“Manteniamo la distanza e non perdiamoci di vista!” Un webinar essenziale per lo smart working… fatto in casa!

Se quarantacinque giorni di isolamento e smart working si fanno sentire sulla vostra schiena, questo è il webinar che fa per voi sull’ergonomia. Per Smart Working Day, Appuntamento giovedì 7 maggio ore 11:30 alla presenza del Dott. Francesco Marcolin di ErgoCert Udine,  del Dott. Daniele Tamburini, Responsabile Ufficio Gestione Immobili Nord BPER Banca e l’Arch. Simone Casella di Workitect come moderatore. Partecipa e lo ha organizzato Luciano Guglielmini, country manager di Humanscale

Fondata nel 1983, è una multinazionale americana che progetta strumenti ergonomici pensati per migliorare la qualità della vita operativa ed efficienza fisiologica negli ambienti di lavoro. Guglielmini è riconosciuto come uno dei massimi “esperti“ in materia di ergonomia del posto di lavoro. Socio della Società Italiana di Ergonomia, da trent’anni si occupa di tutela della salute ed efficienza lavorativa di chi trascorre gran parte del proprio tempo davanti a un videoterminale. Dato che le posture non adeguate hanno un notevole impatto fisico, l’ho intervistato telefonicamente per scoprire qualcosa di più sull’argomento che sarà trattato.

Luciano, benvenuto su Smart Working Magazine, il webinar che ha organizzato capita di proposito, 45 giorni di lavoro da remoto li stiamo accusando anche su tutto il nostro corpo!

Non posso vederti, ma immagino che anche tu, come la maggior parte degli operatori, sia seduto davanti al computer ad una distanza non appropriata, vero? Purtroppo quando siamo davanti a uno schermo  non abbiamo la percezione immediata di una serie di disagi che dopo qualche ora si trasformeranno in affaticamento visivo e muscolare, quindi in minore efficienza e non solo.

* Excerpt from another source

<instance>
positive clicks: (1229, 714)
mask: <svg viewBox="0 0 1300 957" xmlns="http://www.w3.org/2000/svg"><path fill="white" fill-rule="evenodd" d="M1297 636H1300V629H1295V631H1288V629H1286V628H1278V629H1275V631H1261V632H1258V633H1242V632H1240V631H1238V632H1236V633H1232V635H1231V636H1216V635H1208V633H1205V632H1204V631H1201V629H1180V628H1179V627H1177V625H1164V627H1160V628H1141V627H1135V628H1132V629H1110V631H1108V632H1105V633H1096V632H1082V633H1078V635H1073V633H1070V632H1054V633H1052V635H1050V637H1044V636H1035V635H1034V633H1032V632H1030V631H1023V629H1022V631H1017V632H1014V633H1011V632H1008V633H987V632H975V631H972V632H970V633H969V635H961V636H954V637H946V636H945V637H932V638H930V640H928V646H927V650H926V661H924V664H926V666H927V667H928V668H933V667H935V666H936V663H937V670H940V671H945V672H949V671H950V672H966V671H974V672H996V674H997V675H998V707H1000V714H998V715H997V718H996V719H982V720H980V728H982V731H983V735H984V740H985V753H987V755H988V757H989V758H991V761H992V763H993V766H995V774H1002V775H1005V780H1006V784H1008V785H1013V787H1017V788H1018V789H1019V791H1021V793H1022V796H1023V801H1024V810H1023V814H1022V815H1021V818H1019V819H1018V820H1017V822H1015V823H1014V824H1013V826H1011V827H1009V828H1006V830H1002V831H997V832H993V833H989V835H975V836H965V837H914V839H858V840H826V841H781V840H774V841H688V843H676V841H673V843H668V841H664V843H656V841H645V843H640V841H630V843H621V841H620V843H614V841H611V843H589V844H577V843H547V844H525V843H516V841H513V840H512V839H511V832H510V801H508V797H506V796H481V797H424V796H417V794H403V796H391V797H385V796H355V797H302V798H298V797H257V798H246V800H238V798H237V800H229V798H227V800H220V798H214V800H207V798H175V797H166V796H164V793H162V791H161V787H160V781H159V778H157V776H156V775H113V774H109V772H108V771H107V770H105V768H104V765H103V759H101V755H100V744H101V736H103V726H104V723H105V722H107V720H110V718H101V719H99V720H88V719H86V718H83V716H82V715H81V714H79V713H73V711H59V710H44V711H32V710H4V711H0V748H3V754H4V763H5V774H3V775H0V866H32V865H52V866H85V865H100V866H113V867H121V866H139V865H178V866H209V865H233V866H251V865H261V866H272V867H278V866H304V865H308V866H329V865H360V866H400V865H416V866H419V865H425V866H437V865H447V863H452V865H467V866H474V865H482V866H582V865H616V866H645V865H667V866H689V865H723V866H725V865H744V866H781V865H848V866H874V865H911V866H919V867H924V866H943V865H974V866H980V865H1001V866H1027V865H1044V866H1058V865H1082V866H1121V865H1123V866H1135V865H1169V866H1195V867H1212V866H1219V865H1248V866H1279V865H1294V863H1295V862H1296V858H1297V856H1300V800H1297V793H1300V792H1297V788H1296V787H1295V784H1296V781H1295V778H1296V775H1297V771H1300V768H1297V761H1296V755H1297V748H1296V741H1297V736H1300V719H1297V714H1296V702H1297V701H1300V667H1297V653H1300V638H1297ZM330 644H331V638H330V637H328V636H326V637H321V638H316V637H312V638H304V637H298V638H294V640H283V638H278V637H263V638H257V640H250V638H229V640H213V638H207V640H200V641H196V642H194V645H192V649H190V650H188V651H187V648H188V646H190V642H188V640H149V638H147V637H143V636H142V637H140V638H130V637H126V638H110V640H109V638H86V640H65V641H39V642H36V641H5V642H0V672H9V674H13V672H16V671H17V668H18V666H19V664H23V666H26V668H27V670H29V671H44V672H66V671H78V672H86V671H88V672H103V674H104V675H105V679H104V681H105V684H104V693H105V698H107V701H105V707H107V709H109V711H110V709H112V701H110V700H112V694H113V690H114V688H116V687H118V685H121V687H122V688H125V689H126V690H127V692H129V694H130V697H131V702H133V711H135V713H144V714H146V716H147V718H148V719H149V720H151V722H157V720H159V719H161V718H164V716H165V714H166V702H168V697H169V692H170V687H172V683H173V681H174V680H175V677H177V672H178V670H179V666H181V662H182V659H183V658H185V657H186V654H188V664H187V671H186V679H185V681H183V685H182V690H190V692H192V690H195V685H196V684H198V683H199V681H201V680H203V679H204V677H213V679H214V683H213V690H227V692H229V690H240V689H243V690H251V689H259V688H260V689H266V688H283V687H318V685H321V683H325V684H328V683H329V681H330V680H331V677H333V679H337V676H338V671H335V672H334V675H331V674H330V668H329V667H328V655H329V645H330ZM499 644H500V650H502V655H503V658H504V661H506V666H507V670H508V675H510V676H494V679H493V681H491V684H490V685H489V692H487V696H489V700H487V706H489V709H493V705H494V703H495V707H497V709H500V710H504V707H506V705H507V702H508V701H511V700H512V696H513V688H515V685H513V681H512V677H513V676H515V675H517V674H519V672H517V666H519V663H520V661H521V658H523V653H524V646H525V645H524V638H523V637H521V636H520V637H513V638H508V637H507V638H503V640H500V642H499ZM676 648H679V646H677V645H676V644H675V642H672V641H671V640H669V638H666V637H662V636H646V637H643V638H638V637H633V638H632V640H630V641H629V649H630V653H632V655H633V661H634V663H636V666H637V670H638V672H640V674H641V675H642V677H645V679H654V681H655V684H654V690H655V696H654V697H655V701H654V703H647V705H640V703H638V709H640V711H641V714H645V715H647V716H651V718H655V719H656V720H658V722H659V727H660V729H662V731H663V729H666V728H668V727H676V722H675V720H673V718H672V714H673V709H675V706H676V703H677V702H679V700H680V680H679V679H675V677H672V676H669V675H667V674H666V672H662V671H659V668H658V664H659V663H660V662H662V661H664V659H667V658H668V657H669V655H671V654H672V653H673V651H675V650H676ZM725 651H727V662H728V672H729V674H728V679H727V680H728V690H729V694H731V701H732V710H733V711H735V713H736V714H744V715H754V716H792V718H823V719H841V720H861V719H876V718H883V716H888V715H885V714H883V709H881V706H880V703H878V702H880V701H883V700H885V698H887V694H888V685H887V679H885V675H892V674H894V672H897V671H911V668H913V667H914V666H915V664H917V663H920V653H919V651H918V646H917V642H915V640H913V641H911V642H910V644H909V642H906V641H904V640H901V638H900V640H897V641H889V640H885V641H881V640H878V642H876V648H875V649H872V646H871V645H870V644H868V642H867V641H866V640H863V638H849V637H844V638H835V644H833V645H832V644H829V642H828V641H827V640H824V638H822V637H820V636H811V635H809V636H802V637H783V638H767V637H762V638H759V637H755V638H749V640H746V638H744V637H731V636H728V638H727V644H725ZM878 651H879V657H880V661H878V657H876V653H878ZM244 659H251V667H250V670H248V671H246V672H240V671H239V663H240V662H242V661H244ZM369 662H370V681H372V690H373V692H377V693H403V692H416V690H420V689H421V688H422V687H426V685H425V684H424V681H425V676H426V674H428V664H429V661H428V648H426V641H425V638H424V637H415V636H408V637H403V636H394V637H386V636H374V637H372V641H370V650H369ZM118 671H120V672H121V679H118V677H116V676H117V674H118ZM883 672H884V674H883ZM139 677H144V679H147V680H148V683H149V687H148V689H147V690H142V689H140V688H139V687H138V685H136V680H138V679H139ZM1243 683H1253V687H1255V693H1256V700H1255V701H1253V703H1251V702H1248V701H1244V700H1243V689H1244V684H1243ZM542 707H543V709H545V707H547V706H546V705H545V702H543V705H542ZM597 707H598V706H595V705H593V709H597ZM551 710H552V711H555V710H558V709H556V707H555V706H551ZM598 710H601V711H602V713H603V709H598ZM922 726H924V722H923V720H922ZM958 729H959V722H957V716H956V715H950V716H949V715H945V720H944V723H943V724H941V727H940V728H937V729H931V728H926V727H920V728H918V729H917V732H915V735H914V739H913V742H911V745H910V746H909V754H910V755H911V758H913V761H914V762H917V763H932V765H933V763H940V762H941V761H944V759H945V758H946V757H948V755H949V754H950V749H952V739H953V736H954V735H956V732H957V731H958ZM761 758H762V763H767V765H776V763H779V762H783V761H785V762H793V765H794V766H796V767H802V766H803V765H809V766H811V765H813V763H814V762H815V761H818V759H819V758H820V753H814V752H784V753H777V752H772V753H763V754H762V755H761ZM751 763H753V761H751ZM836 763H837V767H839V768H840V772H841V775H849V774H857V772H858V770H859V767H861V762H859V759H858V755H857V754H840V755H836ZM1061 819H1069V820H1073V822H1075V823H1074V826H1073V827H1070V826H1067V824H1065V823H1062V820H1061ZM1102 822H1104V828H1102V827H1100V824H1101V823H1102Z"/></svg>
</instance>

Qualche tempo fa ho tenuto un tutorial “posturale” ai dipendenti di una Grande Azienda: dopo qualche suggerimento, sono rimasti seduti correttamente, hanno avvicinato, quindi, la tastiera al bordo scrivania, prima era a ridosso dello schermo, hanno regolato l’ altezza ed inclinazione del monitor e, non solo, hanno appoggiato l’ avambraccio/polso sul piano di lavoro per una gestione meno faticosa del mouse ovvero senza caricare il peso sulle braccia e sulle spalle… Li ho lasciati per qualche ora e quando sono rientrato nella sala operativa ho notato, mio malgrado, che la maggior parte delle persone avevano  già ripreso le proprie “indomabili cattive abitudini”!

In questo momento in cui tutti stanno svolgendo mansioni di ufficio da casa poi chissà quanti problemi emergeranno…

L’isolamento operativo imposto dall’emergenza sanitaria da Covid-19 ha ed avrà degli impatti sociali e fisiologici per il lavoro, dato che temo dovremo starci ancora per un po’ in remote working. Si lavora in ambienti domestici che non sono, in linea di principio, adattabili in senso ergonomico, quindi hanno un comfort inferiore rispetto ad un ambiente di lavoro. Tuttavia, con qualche precauzione, si possono svolgere le proprie mansioni limitando una serie di stati di affaticamento, anche mentale: maggiore agilità ovvero pause più frequenti rispetto alla postura assisa prolungata come, normalmente, avviene in ufficio.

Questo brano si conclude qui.